(Foto: Nhi Dam/Unsplash)

«Amar non sai e sei amato»

Maria era pronta per andare a seguire con i suoi amici gli Esercizi spirituali degli universitari di CL. «Per la prima volta ne sentivo un gran bisogno». Ma alla vigilia è costretta alla quarantena. Ecco che cosa ha scoperto un quei giorni

Ero partita carichissima: ci sarebbero stati gli Esercizi spirituali degli universitari e noi di Bologna li avremmo seguiti tutti insieme. Per la prima volta ne sentivo un gran bisogno: mi sembrava di fare tantissime cose, ma di non andare da nessuna parte, e avevo proprio bisogno di rifare il punto. Tutto era pronto, come nella poesia di Montale: «Tutto è per il meglio e tutto è ok». Passaggio in macchina, valigia fatta, mancava solo una cosa: un tampone di verifica. E qui, ecco l’imprevisto di Montale: coinquilina positiva al Covid.
Tutto l’appartamento, più qualche altro contatto stretto, in quarantena. Ci siamo separate perché essendo in sei, non saremmo mai riuscite ad isolarci come si deve. Io, che sono una delle più grandi, sono stata con una matricola.
All’inizio, un po’ ero arrabbiata, anche con Dio: una volta tanto che voglio andare agli Esercizi, non posso. Perché?
Quel “perché”, invece, mi ha accompagnata per tutta la settimana di quarantena, alla fine della quale, fortunatamente finita con i contatti negativi, ho scoperto alcune cose.

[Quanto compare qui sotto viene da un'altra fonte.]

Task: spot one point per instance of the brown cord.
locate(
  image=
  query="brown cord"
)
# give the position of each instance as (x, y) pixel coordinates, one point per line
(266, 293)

Le persone, se chiedi, e anche se non chiedi, ci sono. Alcuni amici, appena tornati dagli Esercizi, sono venuti a salutarci restando lontano. Qualcuno col prosecco, qualcuno col pandoro e altri solo con la propria presenza. Sono stati un grande aiuto, soprattutto per ricordarmi che sono preferita. Mi rendo conto di avere così tanto bisogno, che anche vedere una persona alla volta, fuori dalla porta di casa e con la finestra aperta con aria da Polo sud, è un aiuto ad accorgermi che non sono sola.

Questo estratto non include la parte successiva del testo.